Sarcographa dendroides (Leight.) Tabaquero, Bawingan & Lücking, comb. nov. [MycoBank MB 828113] ≡ Platygrapha dendroides Leight. in Trans. Linn. Soc. London 27: 179. 1869 ≡ Phaeographis dendroides (Leight.) Müll. Arg. in Flora 65: 336. 1882.

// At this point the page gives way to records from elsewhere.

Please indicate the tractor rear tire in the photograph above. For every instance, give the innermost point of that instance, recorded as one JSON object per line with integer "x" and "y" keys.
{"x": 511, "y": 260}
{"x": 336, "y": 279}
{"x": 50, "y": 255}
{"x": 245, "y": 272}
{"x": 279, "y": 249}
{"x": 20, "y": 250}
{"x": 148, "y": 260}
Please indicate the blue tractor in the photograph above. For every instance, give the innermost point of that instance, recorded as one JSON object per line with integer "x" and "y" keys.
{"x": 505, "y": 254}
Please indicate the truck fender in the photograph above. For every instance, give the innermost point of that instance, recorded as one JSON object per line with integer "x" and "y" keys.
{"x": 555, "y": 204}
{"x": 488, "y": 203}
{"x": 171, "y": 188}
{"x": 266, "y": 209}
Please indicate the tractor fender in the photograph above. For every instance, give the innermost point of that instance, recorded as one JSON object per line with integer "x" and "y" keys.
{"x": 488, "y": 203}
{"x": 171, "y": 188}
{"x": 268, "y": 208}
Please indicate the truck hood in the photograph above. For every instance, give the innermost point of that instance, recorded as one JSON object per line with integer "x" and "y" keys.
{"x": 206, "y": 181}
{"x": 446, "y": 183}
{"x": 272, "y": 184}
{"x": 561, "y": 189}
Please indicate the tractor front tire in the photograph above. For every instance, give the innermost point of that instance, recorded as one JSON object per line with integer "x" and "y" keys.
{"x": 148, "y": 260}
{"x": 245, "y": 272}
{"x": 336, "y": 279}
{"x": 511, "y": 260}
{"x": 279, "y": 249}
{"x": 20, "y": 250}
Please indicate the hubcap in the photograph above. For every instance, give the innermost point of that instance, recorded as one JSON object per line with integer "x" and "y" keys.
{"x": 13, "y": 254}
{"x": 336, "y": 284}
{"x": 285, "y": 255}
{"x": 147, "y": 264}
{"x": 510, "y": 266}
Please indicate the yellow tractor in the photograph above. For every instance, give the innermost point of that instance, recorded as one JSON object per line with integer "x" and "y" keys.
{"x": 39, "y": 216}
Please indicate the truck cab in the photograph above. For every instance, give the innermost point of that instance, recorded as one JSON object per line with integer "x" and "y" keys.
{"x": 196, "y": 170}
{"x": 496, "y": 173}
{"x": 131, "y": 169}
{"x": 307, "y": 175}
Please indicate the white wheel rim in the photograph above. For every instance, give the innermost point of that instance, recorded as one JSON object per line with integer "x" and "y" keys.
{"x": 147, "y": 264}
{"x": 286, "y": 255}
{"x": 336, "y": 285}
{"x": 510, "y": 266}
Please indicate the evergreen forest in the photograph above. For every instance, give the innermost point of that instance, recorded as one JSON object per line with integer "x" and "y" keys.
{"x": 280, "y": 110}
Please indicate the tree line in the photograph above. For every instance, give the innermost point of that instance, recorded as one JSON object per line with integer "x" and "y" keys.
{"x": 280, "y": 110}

– “Sarcographa dendroides” Tabaquero & al. in Philipp. J. Syst. Biol. 7: 27. 2013, nom. inval. (Turland & al. 2018: Art. F.5.1).
Table 1.
Species of lirellate Graphidaceae reported from Hawaii (Elix & McCarthy 1998, 2008; Smith 2013), under their traditional classification and with updated nomenclature; origin of the type and presumed world distribution are indicated. Nomenclatural novelties are formally introduced in the Results and Discussion section. Names not included here (e.g. Gyrostomum dactyliferum Zahlbr.) do not belong in Graphidaceae.

Continued
Acknowledgements
R.M.L. is very grateful to the Paulsen-Gymnasium, particularly to Nina Elsäßer (class teacher of grade 9N), Edgar Perlick (mentoring teacher of the optional subject geography and biology) and Ulrike van Rinsum (director) for their constant and encouraging support during the first three years that now have already passed at this secondary school. Both the Paulsen-Gymnasium and the Botanischer Garten und Botanisches Museum, Freie Universität Berlin, here particularly Claudia Maaß, are thanked for the organization of the structured internship during which R.M.L. performed the study. Dr. Brigitte Zimmer participated in the internship supervision during the two-week period and managed to introduce, fascinate and inspire R.M.L. also in the fields of fern biology and corresponding herbarium collections. Funding for field work in Hawaii by R.L. was provided by two grants from the National Science Foundation (NSF) to The Field Museum: DEB-1025861 “ATM – assembling a taxonomic monograph: the lichen family Graphidaceae” (PI H. Thorsten Lumbsch, co-PI Robert Lücking) and DEB-1354884 “Collaborative research: evolution, diversification, and conservation of a megadiverse flagship lichen genus” (PI H. Thorsten Lumbsch, co-PI Robert Lücking). Clifford Smith (Oahu Army Natural Resources Program, Honolulu, Hawaii), Timothy Flynn (National Tropical Botanical Garden, Kauai, Hawaii), Patrick Bily (The Nature Conservancy Hawaii), Daniel Pomaika‘i (Maui Soil and Water Conservation Districts, Maunalei Arboretum) and Philip Thomas (Research Corporation of the University of Hawaii and the Hawaiian Ecosystems at Risk Project) provided invaluable field assistance and shared their profound knowledge of Hawaiian ecosystems and fauna and flora. The Hawaii Department of Land and Natural Resources, Divisions of Forestry and Wildlife and Division of State Parks, kindly provided collecting and research permits, and Chelsea Carineo, Wendee Kokubun, Ryan Peralta, Patrick Porter, Matthew Rittenhouse and Lance de Silva are thanked for processing permit requests. Anton Igersheim (Curator of the Cryptogam Collections, Naturhistorisches Museum Wien) is thanked for providing a digital image of the type of Gyrostomum dactyliferum Zahlbr. Finally, we thank Clifford Smith and an anonymous reviewer for their comments on an earlier version of this paper.